4391415Hollyhock House — Chapter 3Marion Ames Taggart

CHAPTER THREE

“A ROSEBUD SET WITH LITTLE WILFUL THORNS”

Jane was almost always the first of the Garden girls to come down in the morning. She was as full of moods, varying in light and shade, as the surface of a pool overhung with branches. Throughout some of her days she chattered and sang in the wildest of high spirits from dawn till dark. Again she fell into deep wells of silence where nothing could reach her; remote and inaccessible she wrapped herself in her own thoughts, refusing to amuse or to be amused on these days. Whatever her mood, after the spring had come she was faithful to her flower-bed in the garden. Mary worked in hers more steadily, Florimel with greater gusto—when she worked—but Jane gave her bed the place of a beloved volume of poetry, in which she read daily. When the birds and the eastern sky were tuning up together, in sound and colour, Jane sped lightly down the stairs and outdoors to look for overnight developments in her flowers and to sing above them.

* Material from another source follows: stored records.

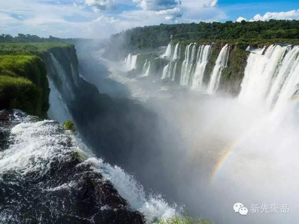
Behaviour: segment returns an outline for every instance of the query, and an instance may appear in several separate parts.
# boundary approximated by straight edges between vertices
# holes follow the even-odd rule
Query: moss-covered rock
[[[219,90],[224,91],[234,96],[239,94],[249,54],[236,45],[232,46],[227,67],[223,69],[221,74]]]
[[[62,125],[65,130],[69,130],[74,132],[75,131],[75,125],[74,122],[70,120],[66,121]]]

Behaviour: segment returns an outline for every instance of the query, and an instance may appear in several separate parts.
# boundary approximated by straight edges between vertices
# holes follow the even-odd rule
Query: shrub
[[[49,107],[50,89],[46,69],[41,59],[35,55],[0,55],[0,70],[1,75],[27,78],[40,89],[41,105],[39,108],[39,112],[34,115],[46,117]],[[17,109],[20,109],[20,106]]]
[[[65,130],[69,130],[73,132],[75,131],[75,125],[71,121],[68,120],[65,121],[63,122],[63,125]]]
[[[1,109],[17,109],[39,116],[42,95],[40,89],[27,79],[0,75]]]

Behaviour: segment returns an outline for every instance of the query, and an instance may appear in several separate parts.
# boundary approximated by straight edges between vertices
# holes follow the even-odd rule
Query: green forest
[[[177,40],[238,40],[251,42],[262,40],[299,39],[299,21],[271,19],[267,22],[161,24],[136,27],[112,35],[111,45],[131,51],[154,48],[167,45],[172,35]]]

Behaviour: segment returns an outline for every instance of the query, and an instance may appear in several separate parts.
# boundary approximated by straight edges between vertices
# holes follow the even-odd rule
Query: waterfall
[[[145,76],[148,76],[148,75],[150,74],[150,62],[149,62],[149,65],[147,66],[147,69],[146,71],[145,71]]]
[[[136,69],[136,62],[137,61],[137,57],[138,55],[133,55],[132,56],[132,61],[131,62],[131,69]]]
[[[181,72],[181,80],[180,84],[182,85],[186,85],[186,80],[187,79],[187,72],[188,69],[189,63],[190,60],[190,49],[193,43],[191,43],[187,46],[185,51],[185,59],[183,62],[182,65],[182,70]]]
[[[71,113],[61,95],[48,78],[48,82],[51,90],[49,96],[50,107],[47,113],[48,117],[51,119],[61,123],[67,120],[72,120]]]
[[[136,62],[137,61],[137,57],[138,55],[132,55],[132,54],[129,54],[128,57],[125,60],[126,62],[126,66],[129,70],[136,68]]]
[[[289,48],[286,46],[272,45],[263,54],[250,53],[241,84],[238,97],[240,100],[246,104],[262,105],[269,93],[268,103],[272,103],[277,95],[280,86],[281,86],[284,76],[285,77],[288,73],[287,68],[289,67],[286,63],[289,60],[287,59],[288,61],[286,61],[283,59]],[[289,51],[286,58],[291,57],[290,54],[295,53],[294,51],[295,49]],[[274,85],[272,85],[273,80]]]
[[[170,58],[171,57],[171,51],[172,51],[171,42],[170,42],[167,46],[167,48],[166,48],[166,51],[165,53],[163,54],[162,57],[166,57],[167,58]]]
[[[168,77],[169,73],[169,63],[167,64],[166,66],[164,67],[163,69],[163,73],[162,74],[162,77],[161,79],[164,79],[166,77]]]
[[[143,65],[143,68],[142,68],[142,74],[145,74],[147,70],[147,59],[145,61],[145,63]]]
[[[65,96],[68,98],[69,102],[71,102],[75,99],[75,94],[73,92],[74,86],[71,84],[72,82],[69,81],[69,79],[70,77],[68,77],[63,68],[53,54],[51,53],[50,55],[52,63],[51,67],[52,71],[59,77],[59,80],[62,83],[61,86],[62,89],[61,90],[62,91],[62,92],[65,94]],[[72,76],[71,78],[73,78]]]
[[[176,65],[177,64],[177,62],[174,65],[174,67],[173,68],[173,71],[172,73],[172,77],[171,77],[171,81],[174,81],[176,78]]]
[[[202,45],[199,48],[197,64],[192,81],[192,86],[196,88],[202,85],[206,66],[211,53],[210,45]]]
[[[161,79],[164,79],[166,78],[169,78],[172,81],[174,81],[176,71],[176,65],[177,63],[174,61],[172,61],[169,63],[164,67],[163,69],[163,73]]]
[[[129,54],[126,60],[126,66],[128,69],[131,69],[132,54]]]
[[[179,46],[180,44],[178,43],[176,45],[176,48],[174,49],[174,53],[173,54],[173,60],[180,60],[180,51],[181,47],[180,46],[180,50],[179,50]]]
[[[147,59],[145,63],[143,65],[143,68],[142,69],[142,74],[140,77],[141,77],[148,76],[150,74],[150,61],[147,61]]]
[[[214,93],[218,89],[222,70],[227,66],[230,49],[229,45],[226,44],[220,51],[208,86],[208,91],[209,93]]]

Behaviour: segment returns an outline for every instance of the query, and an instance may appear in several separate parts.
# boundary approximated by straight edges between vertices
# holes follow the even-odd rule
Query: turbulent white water
[[[18,119],[17,116],[15,116]],[[71,153],[78,152],[83,160],[78,166],[83,167],[91,164],[94,172],[100,173],[110,180],[133,209],[143,213],[148,223],[160,217],[172,217],[181,211],[175,206],[170,206],[161,196],[147,197],[142,186],[133,176],[117,166],[112,166],[95,158],[71,132],[60,130],[62,129],[61,124],[53,121],[32,122],[33,118],[29,116],[22,118],[22,123],[12,128],[13,143],[8,148],[0,152],[1,175],[12,172],[24,176],[34,172],[42,176],[49,172],[53,163],[59,161],[63,164],[70,161]],[[72,146],[65,146],[69,144],[70,141]],[[69,184],[76,187],[75,183]],[[65,184],[60,187],[68,187]],[[56,187],[55,189],[57,188]]]
[[[171,61],[164,67],[162,73],[161,79],[168,78],[172,81],[174,81],[176,72],[176,65],[177,63],[174,61]]]
[[[194,45],[190,53],[192,44]],[[193,88],[202,85],[206,65],[208,62],[211,51],[210,45],[200,45],[198,48],[196,44],[191,44],[186,48],[180,82],[181,85],[188,85]]]
[[[75,94],[73,92],[73,88],[71,85],[71,82],[68,81],[68,76],[59,62],[55,58],[52,54],[51,53],[50,55],[53,63],[51,68],[53,72],[59,77],[60,80],[61,80],[63,84],[61,86],[62,89],[62,90],[63,92],[67,93],[67,95],[66,97],[68,97],[69,101],[71,102],[75,99]]]
[[[127,69],[128,70],[136,69],[136,62],[137,61],[137,57],[138,56],[138,55],[132,55],[132,54],[129,54],[126,59],[125,63]]]
[[[210,52],[210,45],[202,45],[199,48],[197,63],[192,79],[192,87],[196,88],[202,85],[206,65],[208,62]]]
[[[53,82],[48,78],[48,82],[51,90],[49,97],[50,107],[48,110],[48,117],[60,122],[72,120],[71,113],[61,95],[55,87]]]
[[[227,44],[222,48],[216,61],[208,86],[209,93],[215,92],[218,89],[222,70],[227,66],[230,47]]]
[[[176,45],[176,48],[174,49],[174,53],[173,53],[173,60],[179,60],[180,55],[181,53],[181,46],[180,44],[178,43]]]
[[[191,43],[187,46],[185,51],[185,59],[183,62],[182,65],[181,80],[180,81],[180,84],[182,85],[186,85],[188,84],[187,72],[190,60],[190,48],[192,44],[193,44]]]
[[[263,54],[251,53],[245,68],[239,100],[271,108],[286,103],[297,89],[299,48],[272,45]]]
[[[171,52],[172,50],[172,45],[171,42],[170,42],[167,46],[167,48],[166,48],[166,51],[165,53],[162,55],[162,57],[166,57],[167,58],[170,59],[171,57]]]

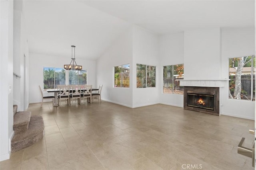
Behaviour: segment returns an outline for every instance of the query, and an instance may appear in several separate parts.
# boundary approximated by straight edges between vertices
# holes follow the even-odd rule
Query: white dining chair
[[[61,105],[61,100],[67,100],[68,106],[70,105],[70,86],[69,85],[58,85],[57,86],[59,94],[58,96],[58,105]]]
[[[81,104],[81,96],[82,90],[81,90],[81,85],[70,85],[71,94],[70,94],[70,98],[72,99],[72,104],[74,99],[77,99],[78,101]]]
[[[102,84],[100,84],[99,87],[99,90],[98,90],[98,93],[92,93],[92,102],[93,102],[93,98],[94,96],[96,96],[98,98],[98,101],[100,101],[101,102],[101,97],[100,96],[100,94],[101,93],[101,89],[102,88]]]
[[[86,98],[88,100],[90,100],[90,102],[92,103],[92,93],[91,89],[92,89],[92,85],[83,85],[82,86],[81,89],[83,93],[81,94],[81,98],[84,99],[84,103]]]
[[[41,96],[42,96],[42,102],[41,102],[41,106],[40,107],[42,107],[43,106],[43,102],[44,102],[44,100],[45,99],[52,99],[52,104],[53,105],[53,99],[55,98],[55,97],[52,96],[44,96],[44,94],[43,93],[43,90],[42,90],[42,88],[41,88],[41,86],[40,85],[38,85],[38,87],[39,87],[39,89],[40,90],[40,92],[41,93]]]

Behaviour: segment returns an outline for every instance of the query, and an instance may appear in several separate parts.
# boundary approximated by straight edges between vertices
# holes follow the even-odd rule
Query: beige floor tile
[[[48,148],[65,143],[62,135],[60,133],[46,135],[45,141],[46,147]]]
[[[48,126],[56,125],[56,122],[54,119],[44,120],[44,127],[46,127]]]
[[[24,149],[23,161],[47,154],[46,147],[44,139]]]
[[[24,150],[12,153],[10,159],[0,162],[0,170],[20,170]]]
[[[47,155],[41,155],[33,157],[24,160],[21,166],[21,170],[48,170],[48,169]]]
[[[136,170],[162,170],[160,167],[145,157],[137,160],[132,165],[134,169]]]
[[[162,104],[132,109],[96,100],[40,105],[30,104],[28,110],[43,116],[43,139],[12,153],[0,162],[0,170],[181,170],[188,164],[253,169],[251,158],[236,147],[242,137],[251,147],[251,120]]]
[[[44,127],[45,135],[60,132],[60,129],[57,125],[51,125]]]
[[[72,126],[68,121],[58,121],[57,123],[57,125],[59,129]]]

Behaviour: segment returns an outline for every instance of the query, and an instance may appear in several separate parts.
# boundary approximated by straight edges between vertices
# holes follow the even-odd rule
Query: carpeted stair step
[[[16,113],[13,117],[13,130],[14,134],[25,132],[28,127],[31,112],[24,111]]]
[[[42,139],[44,128],[44,124],[42,116],[31,116],[28,129],[22,133],[14,133],[11,143],[12,152],[29,147]]]

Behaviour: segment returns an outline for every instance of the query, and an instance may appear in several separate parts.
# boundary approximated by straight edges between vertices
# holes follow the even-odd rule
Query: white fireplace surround
[[[226,85],[227,81],[229,79],[184,79],[179,80],[180,86],[198,87],[223,87]]]

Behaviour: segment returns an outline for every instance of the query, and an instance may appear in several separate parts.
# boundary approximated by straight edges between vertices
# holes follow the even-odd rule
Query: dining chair
[[[52,99],[52,104],[53,105],[53,99],[55,98],[55,97],[52,96],[44,96],[44,94],[43,93],[43,90],[42,90],[41,86],[40,86],[40,85],[39,85],[38,87],[39,87],[39,89],[40,90],[40,92],[41,93],[41,96],[42,96],[42,102],[41,103],[41,106],[40,107],[42,107],[42,106],[43,106],[43,102],[44,102],[44,99]]]
[[[92,89],[92,85],[83,85],[82,86],[81,88],[82,88],[82,91],[83,93],[81,94],[81,98],[84,99],[84,103],[85,99],[86,98],[88,101],[90,99],[90,102],[92,103],[92,93],[91,89]]]
[[[58,96],[58,104],[60,106],[62,99],[67,100],[68,106],[70,105],[70,86],[69,85],[58,85],[57,88],[59,90],[59,94]]]
[[[74,99],[77,99],[78,102],[81,104],[81,94],[83,94],[81,87],[81,85],[70,85],[71,94],[70,94],[70,97],[72,99],[72,104],[73,104]]]
[[[92,102],[93,102],[93,97],[94,96],[97,97],[98,98],[98,101],[100,101],[101,102],[101,97],[100,96],[100,93],[101,93],[101,89],[102,88],[103,84],[100,84],[100,86],[99,87],[99,90],[98,90],[98,93],[92,93]]]

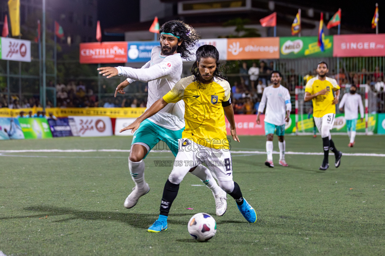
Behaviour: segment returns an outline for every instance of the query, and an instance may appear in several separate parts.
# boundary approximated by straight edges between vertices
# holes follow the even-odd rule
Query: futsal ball
[[[197,213],[191,217],[187,230],[194,239],[204,242],[211,239],[216,233],[216,223],[209,214]]]

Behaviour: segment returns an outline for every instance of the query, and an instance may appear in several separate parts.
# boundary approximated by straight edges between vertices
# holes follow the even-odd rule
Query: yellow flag
[[[20,35],[20,0],[9,0],[8,8],[12,36],[17,36]]]

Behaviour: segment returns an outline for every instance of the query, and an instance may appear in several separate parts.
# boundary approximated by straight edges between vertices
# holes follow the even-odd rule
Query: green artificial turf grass
[[[233,151],[265,150],[265,137],[240,139]],[[346,136],[333,140],[344,152],[385,153],[385,137],[357,136],[352,148]],[[287,136],[286,140],[287,151],[322,150],[320,137]],[[0,150],[128,149],[131,141],[117,136],[3,141]],[[134,185],[128,153],[7,154],[50,157],[0,156],[0,251],[7,255],[385,255],[383,157],[343,156],[336,168],[331,152],[330,167],[321,171],[322,155],[286,155],[290,166],[283,167],[274,154],[276,167],[269,168],[264,154],[233,154],[234,179],[255,209],[257,222],[247,223],[229,196],[226,213],[215,216],[211,191],[191,186],[202,183],[187,174],[168,229],[156,234],[146,229],[157,218],[171,167],[156,166],[154,161],[173,160],[171,153],[151,153],[146,159],[151,190],[131,209],[123,206]],[[190,218],[201,212],[217,223],[216,235],[207,243],[195,241],[187,230]]]

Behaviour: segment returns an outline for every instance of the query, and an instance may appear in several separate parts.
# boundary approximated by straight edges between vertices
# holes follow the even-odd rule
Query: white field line
[[[0,150],[0,153],[27,153],[28,152],[38,153],[43,152],[60,152],[60,153],[86,153],[88,152],[129,152],[129,149],[23,149],[21,150]],[[166,152],[168,151],[160,151],[159,150],[151,150],[151,152],[153,153],[159,153],[159,152]],[[251,151],[244,150],[233,150],[231,152],[233,154],[266,154],[266,151]],[[273,154],[279,154],[279,152],[273,151]],[[323,155],[323,152],[292,152],[288,151],[285,152],[286,155]],[[360,157],[385,157],[385,154],[377,154],[375,153],[343,153],[345,156],[354,156]]]

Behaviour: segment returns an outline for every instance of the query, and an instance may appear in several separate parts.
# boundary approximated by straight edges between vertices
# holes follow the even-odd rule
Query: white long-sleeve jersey
[[[280,84],[277,88],[268,86],[263,90],[258,112],[263,113],[265,106],[265,122],[276,126],[285,124],[286,111],[291,111],[289,90]]]
[[[161,48],[152,48],[151,60],[142,68],[117,67],[118,74],[127,78],[130,83],[134,81],[148,82],[148,109],[157,101],[172,89],[181,79],[182,74],[181,55],[164,56],[161,54]],[[164,109],[149,117],[151,122],[167,129],[177,130],[184,127],[184,104],[183,101],[169,103]]]
[[[345,106],[345,119],[351,120],[357,119],[358,117],[358,107],[360,107],[360,114],[361,117],[364,117],[363,104],[361,95],[355,93],[345,93],[341,100],[338,107],[340,108]]]

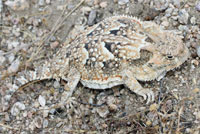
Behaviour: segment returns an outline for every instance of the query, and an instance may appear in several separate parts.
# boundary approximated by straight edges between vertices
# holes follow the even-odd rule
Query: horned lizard
[[[20,87],[37,79],[63,79],[69,97],[79,81],[92,89],[124,84],[148,103],[154,100],[154,93],[138,81],[158,79],[188,57],[188,48],[174,32],[135,17],[113,16],[86,27],[35,70],[19,73],[15,84]]]

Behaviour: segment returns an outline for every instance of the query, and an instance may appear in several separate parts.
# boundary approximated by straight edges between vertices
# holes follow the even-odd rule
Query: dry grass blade
[[[35,57],[36,55],[38,55],[38,53],[40,52],[40,50],[43,48],[43,47],[42,47],[42,44],[43,44],[44,42],[48,41],[48,40],[55,34],[55,32],[59,29],[59,27],[62,25],[62,23],[63,23],[76,9],[79,8],[79,7],[83,4],[84,1],[85,1],[85,0],[82,0],[82,1],[81,1],[75,8],[73,8],[64,18],[63,18],[63,15],[64,15],[64,13],[65,13],[65,11],[66,11],[66,8],[63,9],[62,14],[60,15],[59,19],[56,21],[54,27],[51,29],[51,31],[50,31],[47,35],[45,35],[45,36],[42,38],[42,41],[40,41],[40,43],[39,43],[39,47],[38,47],[37,52],[36,52],[36,53],[33,53],[33,54],[31,55],[30,59],[29,59],[27,62],[31,62],[31,61],[34,59],[34,57]],[[65,7],[66,7],[66,6],[65,6]],[[63,19],[62,19],[62,18],[63,18]],[[62,19],[62,20],[61,20],[61,19]]]

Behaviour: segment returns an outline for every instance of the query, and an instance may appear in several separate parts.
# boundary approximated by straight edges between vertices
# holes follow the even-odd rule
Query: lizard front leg
[[[151,101],[154,101],[153,91],[147,88],[143,88],[131,71],[123,71],[122,78],[125,86],[127,86],[131,91],[135,92],[136,94],[141,95],[144,98],[144,100],[147,100],[147,104]]]

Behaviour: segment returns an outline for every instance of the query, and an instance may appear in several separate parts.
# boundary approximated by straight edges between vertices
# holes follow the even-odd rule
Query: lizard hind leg
[[[131,91],[135,92],[136,94],[142,96],[144,100],[147,100],[147,104],[149,102],[154,101],[154,93],[153,91],[143,88],[137,79],[133,76],[131,71],[126,70],[123,72],[123,80],[125,86],[127,86]]]

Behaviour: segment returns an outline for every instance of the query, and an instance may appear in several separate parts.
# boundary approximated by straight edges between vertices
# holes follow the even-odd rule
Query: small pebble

“You sing to your posies for all the world the way the birds sing to waken the spring flowers!” Mary once said to her.

“If I’m a bird I’m a red-headed woodpecker, Molly darling, and he doesn’t sing,” retorted Jane, rumpling her brilliant locks.

The morning after Mark’s arrival Jane’s custom held good. Before any one else was downstairs she opened the door and went out into the fragrance and music of the late May morning, into the lovely old garden. Had there been any one there to see, they would have noticed that Jane wore her new brown street gown, not one of the simple chambreys in which she ordinarily said good-morning to her seedlings, who waited in bed for her coming—in fact, stayed in bed all day.

In a few moments there was some one to note this variation. Florimel followed Jane into the garden shortly, and instantly was upon her with an accusation.

“You’re dressed up, Jane Garden; where’re you going?” she cried.

“Florimel, don’t speak so loud,” Jane frowned at her. “I don’t want Mary to know, not till I get back; of course I’ll tell her afterward. I won’t tell you where I’m going; then you can truthfully say you don’t know where I am when they ask.”

“They won’t get a chance to ask; I’m going with you,” announced Florimel.

“Indeed you’re not! You can’t! I wouldn’t mind, I’d like to have you, but you simply can’t,” declared Jane. “Don’t be a nuisance and a baby, Mel; I can’t let you go, or I would,” she added out of her experiences in Florimel’s possibilities.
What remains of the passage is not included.